La règle de droit européenne violée doit avoir pour objet « de leur conférer des droits ». Cette violation doit être « suffisamment caractérisée » et il faut démontrer l’existence d’un « lien de causalité direct entre cette violation et le dommage subi par ces particuliers ».

Dans cette affaire, liée à la pollution de l’air, ce droit à réparation ne peut pas être appliqué car la première condition n’est pas remplie. « Les directives européennes fixant des normes pour la qualité de l’air ambiant n’ont pas, comme telles, pour objet de conférer des droits aux particuliers dont la violation serait susceptible de leur ouvrir un droit à réparation », précise l’arrêt.

La France ne peut donc pas être tenue responsable de dommages sanitaires d'un particulier liées à la mauvaise qualité de l’air.

La mise en cause de l’État par les juridictions nationales

Cependant, « cela n’exclut pas que la responsabilité de l’État puisse être engagée », signifie l’arrêt. Les juges européens insistent : les juridictions nationales peuvent « éventuellement prononcer des injonctions assorties d’astreintes visant à assurer le respect, par cet Etat, des obligations découlant du droit de l'Union ».

D’ailleurs, le Conseil d’État a, a plusieurs reprises, condamné l’État pour ne pas avoir respecté cette directive sur la qualité de l’air.

En juillet 2020, le Conseil d'État avait ordonné au gouvernement d’agir pour améliorer la qualité de l’air dans plusieurs zones en France, sous peine d’une astreinte de 10 millions d’euros par semestre de retard. Dans un arrêt du 4 août 2021, la juridiction administrative avait condamné l’État à payer l’astreinte de 10 millions d’euros pour le premier semestre de l’année 2021.

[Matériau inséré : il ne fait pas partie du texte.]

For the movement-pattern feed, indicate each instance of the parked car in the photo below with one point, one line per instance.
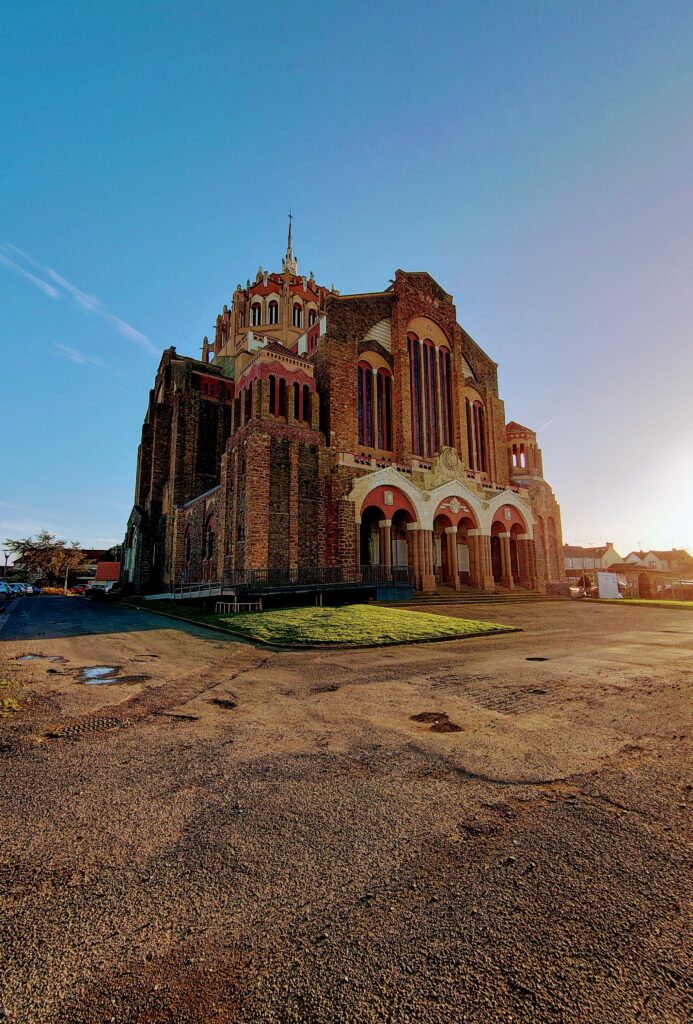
(109, 592)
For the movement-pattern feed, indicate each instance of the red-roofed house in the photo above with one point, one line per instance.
(106, 572)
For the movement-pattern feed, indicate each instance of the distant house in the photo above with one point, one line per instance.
(106, 572)
(578, 559)
(676, 560)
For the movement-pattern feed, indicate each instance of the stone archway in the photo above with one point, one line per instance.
(444, 560)
(370, 553)
(496, 552)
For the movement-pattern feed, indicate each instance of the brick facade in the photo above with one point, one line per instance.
(376, 433)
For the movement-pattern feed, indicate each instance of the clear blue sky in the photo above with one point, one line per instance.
(534, 157)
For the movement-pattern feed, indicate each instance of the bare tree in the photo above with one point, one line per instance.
(44, 555)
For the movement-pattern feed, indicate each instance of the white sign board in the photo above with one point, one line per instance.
(608, 584)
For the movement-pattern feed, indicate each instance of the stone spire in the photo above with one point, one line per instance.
(290, 263)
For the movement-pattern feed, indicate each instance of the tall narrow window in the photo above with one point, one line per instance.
(363, 382)
(416, 389)
(470, 435)
(445, 396)
(479, 418)
(384, 393)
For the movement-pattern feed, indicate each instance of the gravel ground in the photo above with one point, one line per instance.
(236, 835)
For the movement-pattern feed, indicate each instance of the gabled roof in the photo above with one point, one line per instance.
(516, 428)
(675, 554)
(107, 571)
(576, 551)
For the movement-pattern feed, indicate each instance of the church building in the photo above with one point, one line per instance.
(338, 433)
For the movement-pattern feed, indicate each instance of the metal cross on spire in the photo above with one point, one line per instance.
(290, 262)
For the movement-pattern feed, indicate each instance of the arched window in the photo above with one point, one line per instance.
(444, 366)
(480, 430)
(375, 407)
(476, 435)
(364, 404)
(384, 395)
(416, 391)
(431, 393)
(209, 538)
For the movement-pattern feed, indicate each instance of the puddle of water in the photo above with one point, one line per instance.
(98, 674)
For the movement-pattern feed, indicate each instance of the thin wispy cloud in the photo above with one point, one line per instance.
(42, 285)
(81, 358)
(90, 303)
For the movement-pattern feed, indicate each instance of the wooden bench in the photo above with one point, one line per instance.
(232, 607)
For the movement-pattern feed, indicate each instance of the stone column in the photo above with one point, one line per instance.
(293, 505)
(452, 568)
(385, 542)
(506, 562)
(413, 552)
(428, 582)
(523, 557)
(482, 546)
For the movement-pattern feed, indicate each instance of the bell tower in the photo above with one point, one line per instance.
(290, 263)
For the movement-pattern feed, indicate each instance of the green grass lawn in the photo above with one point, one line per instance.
(354, 625)
(647, 600)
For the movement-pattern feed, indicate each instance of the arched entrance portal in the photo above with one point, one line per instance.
(443, 550)
(400, 554)
(496, 554)
(511, 554)
(370, 536)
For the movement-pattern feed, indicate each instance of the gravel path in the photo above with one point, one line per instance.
(233, 835)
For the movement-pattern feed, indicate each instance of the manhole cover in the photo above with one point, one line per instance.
(429, 716)
(98, 674)
(445, 726)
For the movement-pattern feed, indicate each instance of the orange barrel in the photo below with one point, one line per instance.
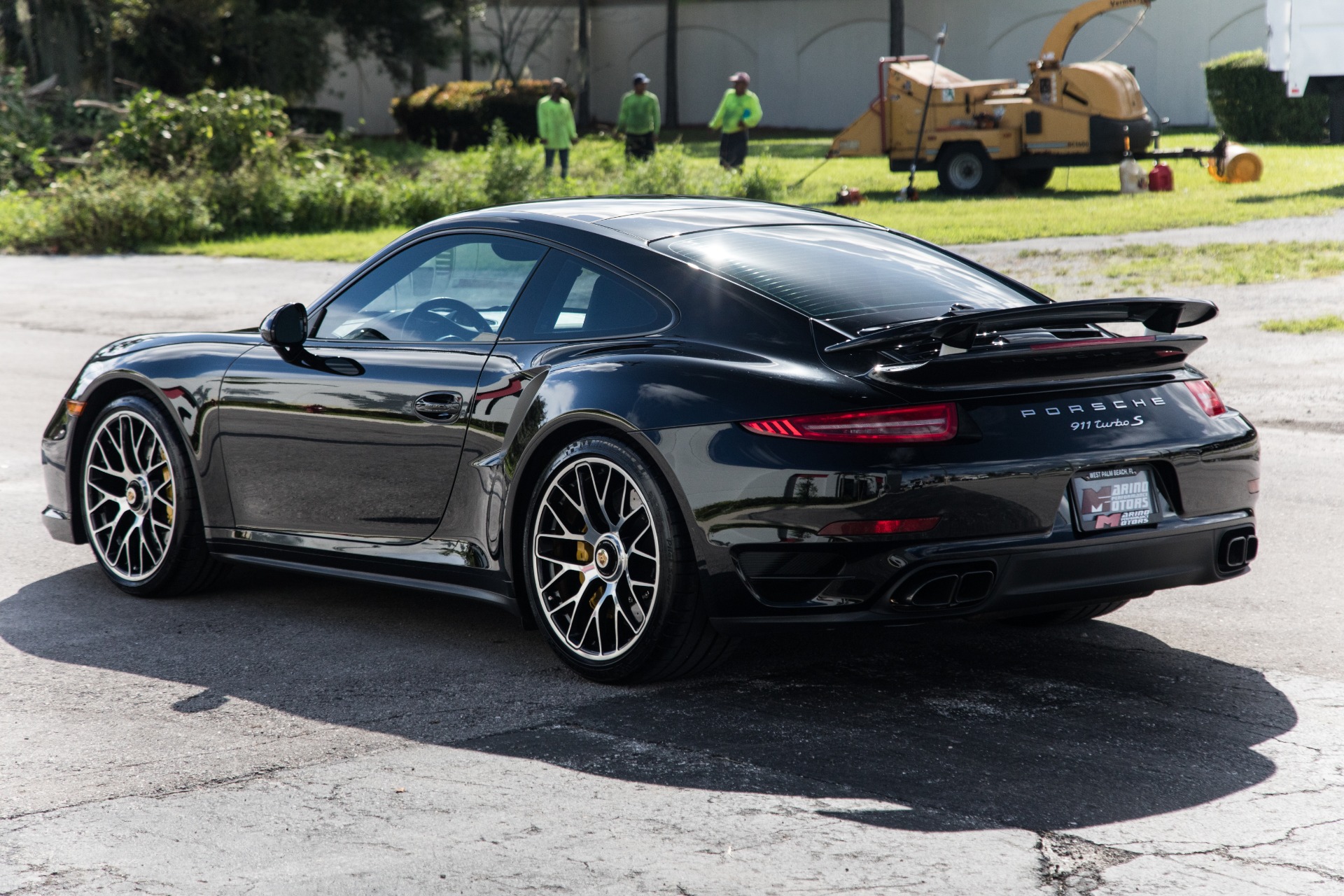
(1240, 166)
(1160, 179)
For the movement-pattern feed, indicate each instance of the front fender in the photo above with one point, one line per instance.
(182, 372)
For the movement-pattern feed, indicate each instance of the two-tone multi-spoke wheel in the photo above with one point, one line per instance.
(610, 575)
(140, 510)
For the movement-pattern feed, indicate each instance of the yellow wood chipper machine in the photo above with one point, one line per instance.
(974, 133)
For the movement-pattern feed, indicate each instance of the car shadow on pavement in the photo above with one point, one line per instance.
(953, 727)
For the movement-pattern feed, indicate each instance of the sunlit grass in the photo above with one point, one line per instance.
(339, 246)
(1303, 327)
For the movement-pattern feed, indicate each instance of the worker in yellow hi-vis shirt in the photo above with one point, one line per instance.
(739, 111)
(555, 127)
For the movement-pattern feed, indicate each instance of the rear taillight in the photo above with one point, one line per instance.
(924, 424)
(1208, 397)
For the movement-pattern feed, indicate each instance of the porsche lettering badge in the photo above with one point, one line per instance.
(1133, 409)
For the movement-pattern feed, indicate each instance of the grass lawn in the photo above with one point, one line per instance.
(339, 246)
(1126, 270)
(1298, 181)
(1306, 326)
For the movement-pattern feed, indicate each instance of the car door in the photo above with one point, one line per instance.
(359, 434)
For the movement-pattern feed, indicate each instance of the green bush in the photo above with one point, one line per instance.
(125, 211)
(26, 131)
(458, 115)
(206, 130)
(512, 172)
(1250, 102)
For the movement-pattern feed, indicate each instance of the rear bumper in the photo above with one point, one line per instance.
(1028, 574)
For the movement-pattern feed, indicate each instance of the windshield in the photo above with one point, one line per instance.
(851, 277)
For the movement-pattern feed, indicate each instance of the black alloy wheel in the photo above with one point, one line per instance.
(139, 500)
(967, 169)
(610, 573)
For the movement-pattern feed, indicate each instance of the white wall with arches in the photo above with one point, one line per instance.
(813, 62)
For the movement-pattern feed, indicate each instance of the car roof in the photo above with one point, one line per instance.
(650, 218)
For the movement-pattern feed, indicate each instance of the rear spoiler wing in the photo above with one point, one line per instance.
(958, 330)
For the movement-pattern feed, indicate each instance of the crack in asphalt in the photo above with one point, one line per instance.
(1069, 864)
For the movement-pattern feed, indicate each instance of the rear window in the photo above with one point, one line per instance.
(851, 277)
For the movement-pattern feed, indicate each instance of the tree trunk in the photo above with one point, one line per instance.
(898, 27)
(671, 105)
(585, 111)
(465, 26)
(1336, 93)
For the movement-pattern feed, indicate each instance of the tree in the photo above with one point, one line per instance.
(518, 31)
(181, 46)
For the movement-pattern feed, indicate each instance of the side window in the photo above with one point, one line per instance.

Constatant que la situation ne s’est pas suffisamment améliorée, l’État a de nouveau été condamné à deux astreintes de 10 millions d’euros, le 17 octobre 2022, pour les deux périodes allant de juillet 2021 à janvier 2022 et de janvier à juillet 2022. « À ce jour, les mesures prises par l’État ne garantissent pas que la qualité de l’air s’améliore de telle sorte que les seuils limites de pollution soient respectés dans les délais les plus courts possibles », explique la décision du Conseil d’État.